Остальные, даже вышедшая послушать его жена, кивали в подтверждение головами.
– Кроме того, – продолжал ставить проблемы Пронин. – У нас было какое-то разделение властей. Была выборная Государственная дума с законодательными функциями. Был более-менее независимый суд.
– А теперь есть формируемое по случайному подбору кандидатов Правительство и безвластные Советы, Думы, комитеты. Нет реального разделения властей и принципа выборности, – подхватил Милов. – Есть надежда на Учредительное собрание. Но это кот в мешке. А если у власти окажутся большевики! Они вообще не признают разделения властей. Говорят о диктатуре пролетариата. Но как она будет выглядеть? Скорее всего, все виды власти сосредоточатся в руках большевистского диктатора. Мы снова получим монархию, только более авторитарную.
– Посмотрим теперь на гражданские свободы. При царе эти свободы были, хотя в несколько ограниченных пределах. Вы согласны с этим?
– Свобод было так много, что некоторые страны могли позавидовать нам, – пробормотал вслух Михельсон. – Сейчас на словах их не меньше. Но что фактически? Всякие выступления правых и даже центристов преследуются. Сессии Думы не проводятся. Газеты, которые считают контрреволюционными, закрываются. Свобода только для социалистов.
– А если власть захватят большевики? – продолжил Милов. Они пылают ненавистью к буржуазным, как они говорят, свободам и к независимым средствам информации. И запретят последнее. Свобода будет только для сторонников большевистской диктатуры.

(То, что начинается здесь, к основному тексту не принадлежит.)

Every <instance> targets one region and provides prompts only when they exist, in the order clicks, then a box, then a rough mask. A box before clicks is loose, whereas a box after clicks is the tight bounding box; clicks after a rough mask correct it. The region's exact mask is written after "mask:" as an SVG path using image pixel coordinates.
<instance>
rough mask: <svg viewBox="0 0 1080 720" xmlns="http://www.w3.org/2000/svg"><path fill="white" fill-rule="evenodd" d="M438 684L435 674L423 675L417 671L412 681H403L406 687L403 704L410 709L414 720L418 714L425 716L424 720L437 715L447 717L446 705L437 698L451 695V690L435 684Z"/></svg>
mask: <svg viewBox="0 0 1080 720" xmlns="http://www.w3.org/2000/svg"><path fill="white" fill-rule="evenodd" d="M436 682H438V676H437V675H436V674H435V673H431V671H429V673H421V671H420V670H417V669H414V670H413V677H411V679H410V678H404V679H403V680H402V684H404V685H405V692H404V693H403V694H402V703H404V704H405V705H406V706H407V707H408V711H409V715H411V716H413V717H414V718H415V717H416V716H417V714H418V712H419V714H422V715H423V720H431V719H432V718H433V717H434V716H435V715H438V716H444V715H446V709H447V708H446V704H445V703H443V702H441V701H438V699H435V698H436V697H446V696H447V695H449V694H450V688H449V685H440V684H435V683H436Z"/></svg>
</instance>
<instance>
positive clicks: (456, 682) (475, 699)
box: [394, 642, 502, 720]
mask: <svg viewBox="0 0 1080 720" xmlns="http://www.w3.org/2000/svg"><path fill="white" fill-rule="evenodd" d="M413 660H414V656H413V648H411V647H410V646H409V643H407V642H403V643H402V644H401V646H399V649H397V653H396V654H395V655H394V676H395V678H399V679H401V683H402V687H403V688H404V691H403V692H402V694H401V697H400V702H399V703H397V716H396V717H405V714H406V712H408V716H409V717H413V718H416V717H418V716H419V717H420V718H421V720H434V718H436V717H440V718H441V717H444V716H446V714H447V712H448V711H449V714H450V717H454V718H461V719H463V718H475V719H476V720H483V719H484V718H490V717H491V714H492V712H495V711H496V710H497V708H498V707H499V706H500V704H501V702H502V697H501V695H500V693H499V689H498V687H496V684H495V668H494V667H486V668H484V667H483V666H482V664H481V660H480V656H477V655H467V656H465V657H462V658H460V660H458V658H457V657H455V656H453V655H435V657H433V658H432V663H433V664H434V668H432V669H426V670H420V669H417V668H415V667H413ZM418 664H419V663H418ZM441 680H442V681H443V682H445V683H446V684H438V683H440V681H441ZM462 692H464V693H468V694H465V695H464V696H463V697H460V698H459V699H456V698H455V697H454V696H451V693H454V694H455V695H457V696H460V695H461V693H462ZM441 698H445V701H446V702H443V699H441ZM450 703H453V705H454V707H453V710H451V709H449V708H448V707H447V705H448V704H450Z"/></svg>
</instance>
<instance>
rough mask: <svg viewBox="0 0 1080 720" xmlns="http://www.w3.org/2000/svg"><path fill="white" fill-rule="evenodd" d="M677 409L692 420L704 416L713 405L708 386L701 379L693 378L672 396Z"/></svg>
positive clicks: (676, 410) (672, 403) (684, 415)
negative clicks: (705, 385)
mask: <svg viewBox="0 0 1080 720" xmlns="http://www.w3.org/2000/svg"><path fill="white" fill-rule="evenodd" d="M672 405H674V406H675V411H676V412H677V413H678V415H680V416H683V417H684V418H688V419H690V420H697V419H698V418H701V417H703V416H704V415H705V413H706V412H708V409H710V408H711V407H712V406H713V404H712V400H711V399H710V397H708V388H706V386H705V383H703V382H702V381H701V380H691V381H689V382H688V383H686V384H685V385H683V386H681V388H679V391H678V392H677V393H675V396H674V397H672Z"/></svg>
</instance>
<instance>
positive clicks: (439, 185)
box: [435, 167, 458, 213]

– Что можно сказать про экономические свободы? – не унимался Пронин. – Никто не станет отрицать, что при царе они были. Некоторые стеснения для предпринимательства существовали, это так. Но что теперь?
– Свобод экономической деятельности уже сейчас все меньше и меньше. Закрываются многие предприятия, изгоняются собственники. Крестьянам запрещают продавать продовольствие по свободным ценам. Введена продразверстка. Мы понимаем, что многое связано с военным положением. Но не все. А если большевики придут? Они запретят предпринимательскую деятельность вообще! Об экономической свободе придется совершенно забыть.
– Мы с вами очень глубоко копнули, – сказал Вячеслав. От того, что мы услышали здесь, у меня волосы встали дыбом. Получается, моя страна и мы вместе с нею совершает не революцию, а ее противоположность, контрреволюцию!
– Не хочется верить, но получается так, – подтвердил Михельсон. – Я сегодня спать не буду.
– Давайте это обдумаем не сейчас, – сказал, как бы подводя итог, Вячеслав. – Надо поразмышлять наедине. Сегодня мы, как и в прошлый раз, не успели обсудить последние события в Петрограде. Но вопросы мы решали такие важные, что давайте, не будем сожалеть. Да и поздно уже.
Они в задумчивости стали расходиться.
Глава двадцать четвертая. Явиться в суд?
Ошеломившая обывателя новость о получении большевиками немецких денег и работе на Германию, была напечатана сначала в газете «Живое слово», а затем в других изданиях. Обвинение лидеров большевиков было настолько чудовищным, что требовало судебного разбирательства.
Однако Ленин не собирался в суд. Он поменял несколько подпольных адресов, долго не задерживаясь на оном месте.